For this 1977 film, his second feature, Charles Band somehow managed to corral several legitimate actors: Jose Ferrer, LOLITA’S Sue Lyon, Leslie Parrish and John Carradine, all of whom were evidently down on their luck. Unbelievable though it may seem, this film actually beat what would appear to be its primary inspiration, the same year’s THE CAR, to the punch by a full four months!
…Charles Band somehow managed to corral several legitimate actors…
At an outdoor flea market a young woman named Kim purchases an odd medallion. She then heads back to her house, where she lives with her elderly paraplegic husband Marc. Shortly thereafter Kim is attacked by a dog who jumps into her car as she drives down a mountain road, and she winds up catatonic in a hospital bed. Turns out the dog was sent by Marc, who intended to kill her. Discovering Kim survived the crash, Marc enters her hospital room and unhooks her IV. She, however, remains alive, apparently due to the influence of the medallion she purchased.
…an early effort by the irrepressible Charles Band, who attempted to mix occult horror and car chases…
In the meantime a driverless black car—Kim’s, to be exact—cruises around and drives people off the roads, including several cops, a hot rodder and an elderly couple.
A sympathetic doctor makes a sketch of Kim’s medallion and takes the drawing to an occultist, who claims it represents an ancient, and evil, deity.
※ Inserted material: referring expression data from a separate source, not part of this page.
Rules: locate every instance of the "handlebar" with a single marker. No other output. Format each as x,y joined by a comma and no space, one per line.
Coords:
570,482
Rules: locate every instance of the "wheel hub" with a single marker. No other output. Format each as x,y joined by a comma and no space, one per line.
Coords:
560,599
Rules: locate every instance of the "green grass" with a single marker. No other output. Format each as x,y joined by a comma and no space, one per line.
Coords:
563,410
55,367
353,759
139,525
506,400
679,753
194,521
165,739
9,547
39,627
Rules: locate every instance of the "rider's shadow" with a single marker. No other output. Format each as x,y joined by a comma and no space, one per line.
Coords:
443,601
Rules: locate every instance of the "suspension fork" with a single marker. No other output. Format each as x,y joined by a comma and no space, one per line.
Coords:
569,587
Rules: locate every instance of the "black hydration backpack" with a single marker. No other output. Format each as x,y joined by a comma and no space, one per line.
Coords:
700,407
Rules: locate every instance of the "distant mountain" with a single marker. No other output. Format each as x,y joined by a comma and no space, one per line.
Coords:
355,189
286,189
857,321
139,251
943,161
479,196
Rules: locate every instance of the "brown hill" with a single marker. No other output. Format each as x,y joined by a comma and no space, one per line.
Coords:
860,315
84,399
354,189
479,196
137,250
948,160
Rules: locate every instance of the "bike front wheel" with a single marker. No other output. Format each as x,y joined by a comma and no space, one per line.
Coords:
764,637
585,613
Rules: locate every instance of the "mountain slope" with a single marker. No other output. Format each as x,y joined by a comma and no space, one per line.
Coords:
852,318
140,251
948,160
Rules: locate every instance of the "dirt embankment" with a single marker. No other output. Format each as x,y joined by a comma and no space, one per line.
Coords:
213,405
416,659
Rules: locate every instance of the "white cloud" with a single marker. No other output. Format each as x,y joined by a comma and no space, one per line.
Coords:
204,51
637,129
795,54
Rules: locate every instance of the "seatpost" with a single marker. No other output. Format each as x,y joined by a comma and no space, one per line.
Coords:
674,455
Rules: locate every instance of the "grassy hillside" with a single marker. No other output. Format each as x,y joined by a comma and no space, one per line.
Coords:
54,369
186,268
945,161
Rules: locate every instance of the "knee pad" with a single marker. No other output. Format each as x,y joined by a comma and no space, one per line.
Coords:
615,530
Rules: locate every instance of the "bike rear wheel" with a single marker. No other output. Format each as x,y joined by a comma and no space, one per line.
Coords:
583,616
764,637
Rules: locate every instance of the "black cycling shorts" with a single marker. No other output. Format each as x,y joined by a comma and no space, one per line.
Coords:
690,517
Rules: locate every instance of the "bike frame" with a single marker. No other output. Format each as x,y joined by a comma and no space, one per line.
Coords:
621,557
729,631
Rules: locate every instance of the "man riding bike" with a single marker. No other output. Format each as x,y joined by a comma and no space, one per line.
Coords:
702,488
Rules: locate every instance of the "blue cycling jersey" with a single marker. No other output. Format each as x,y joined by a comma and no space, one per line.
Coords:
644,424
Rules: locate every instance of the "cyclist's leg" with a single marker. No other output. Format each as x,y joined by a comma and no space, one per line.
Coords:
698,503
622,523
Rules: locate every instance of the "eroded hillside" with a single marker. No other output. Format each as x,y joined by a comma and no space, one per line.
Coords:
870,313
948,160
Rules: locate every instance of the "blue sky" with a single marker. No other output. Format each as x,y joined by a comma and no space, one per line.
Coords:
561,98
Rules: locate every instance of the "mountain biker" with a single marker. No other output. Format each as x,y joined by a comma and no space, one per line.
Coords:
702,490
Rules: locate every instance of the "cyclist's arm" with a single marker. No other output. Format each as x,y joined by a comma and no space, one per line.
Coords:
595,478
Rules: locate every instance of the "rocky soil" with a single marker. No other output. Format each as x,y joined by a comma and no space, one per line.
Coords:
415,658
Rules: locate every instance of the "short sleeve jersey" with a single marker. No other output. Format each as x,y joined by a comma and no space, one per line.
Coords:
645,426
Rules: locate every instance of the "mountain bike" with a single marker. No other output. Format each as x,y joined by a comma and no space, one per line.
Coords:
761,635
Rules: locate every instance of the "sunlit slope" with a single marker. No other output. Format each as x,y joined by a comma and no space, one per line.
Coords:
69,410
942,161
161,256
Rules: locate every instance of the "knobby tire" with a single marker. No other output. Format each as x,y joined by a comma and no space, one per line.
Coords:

Kim comes to with amnesia, and no knowledge of the fact that she’d already awakened once earlier and, seemingly possessed, telepathically caused the objects in her hospital room to rattle and jump around.
Weirdness continues after Kim gets home in the form of a riderless wheelchair that under her influence runs over Marc’s dog. He’s pissed, and becomes ever more determined to do in his wife. Kim’s demonic urges, however, aren’t finished—and neither is her car!
This film is profoundly weird, although I’m not sure how much of that weirdness was intended. With its somnambulant acting, jumbled narrative and cheapjack filmmaking, the whole thing has a strangely disconnected, almost dreamlike air that was evidently due to ineptitude on the part of Charles Band and his collaborators (who included cinematographer Andrew Davis, the future director of UNDER SIEGE and THE FUGITIVE).
This film is profoundly weird, although I’m not sure how much of that weirdness was intended.
The copious car chases and crashes appear to be the film’s primary reason for being, yet they’re quite clumsily filmed and edited. Presented more often than not in slow motion, the scenes involving the driverless car fail to either compliment or offset the scary business, and register, ultimately, as the gratuitous intrusions they are.
The most interesting portions of CRASH! are the frequent dream/flashback montages, shot through distorted lenses; never mind that these scenes were evidently included solely to pad the running time! There’s also an outrageous funkadelic score, which will be appreciated by seventies nostalgia buffs but will seem distracting and annoying to most everyone else.
Vital Statistics
CRASH!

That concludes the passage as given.